FASHIONPHILE (the "company"), the leading e-commerce company focused exclusively on pre-owned ultra-luxury handbags, watches and fine jewellry, announced that it has raised $38.5 million in Series B funding led by NewSpring Growth, the dedicated growth and expansion strategy of private equity firm NewSpring. This funding round follows FASHIONPHILE's minority investment from Neiman Marcus in April 2019, which resulted in the opening of the company’s studio drop-off locations in certain Neiman Marcus stores. DC Advisory was the exclusive financial advisor to FASHIONPHILE on both transactions.

Founded in 1999, FASHIONPHILE is the leading pre-owned ultra-luxury pioneer who ranked as one of the top ten searched fashion brands on Google in 2018. The company is known for its never-ending inventory of the most coveted handbags and accessories, a direct buyout model, and best-in-class authentication. Their innovative retail partnership with Neiman Marcus has accelerated the luxury lifecycle to a velocity unparalleled anywhere else in the world, bridging the primary and secondary market through FASHIONPHILE’s innovative e-commerce technology, proprietary pricing algorithm, and pioneering authentication platform.

This funding will drive operational and geographic scale, further expanding their omni-channel footprint and opening regional fulfillment centers both domestically and abroad. The funding will also drive advancement across the company's suite of proprietary technologies with a focus on enhanced automation and artificial intelligence including patent pending visual recognition technology.
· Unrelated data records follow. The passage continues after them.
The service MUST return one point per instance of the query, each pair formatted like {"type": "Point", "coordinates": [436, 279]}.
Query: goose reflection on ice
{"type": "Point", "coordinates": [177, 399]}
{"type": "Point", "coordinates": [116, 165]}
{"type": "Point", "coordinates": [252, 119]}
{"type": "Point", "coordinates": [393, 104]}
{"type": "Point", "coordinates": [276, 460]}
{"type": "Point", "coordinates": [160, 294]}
"The DC Advisory team was an exceptional partner and delivered an outstanding result by exploring all alternatives and managing our transaction from inception to close."

Sarah Davis
FASHIONPHILE Co-founder & President

"We were impressed by DC Advisory's tireless advocacy, knowledge and determination to get a successful deal done for the company. They generated a fantastic outcome in helping us find a new partner that will support us in our next stage of growth and success."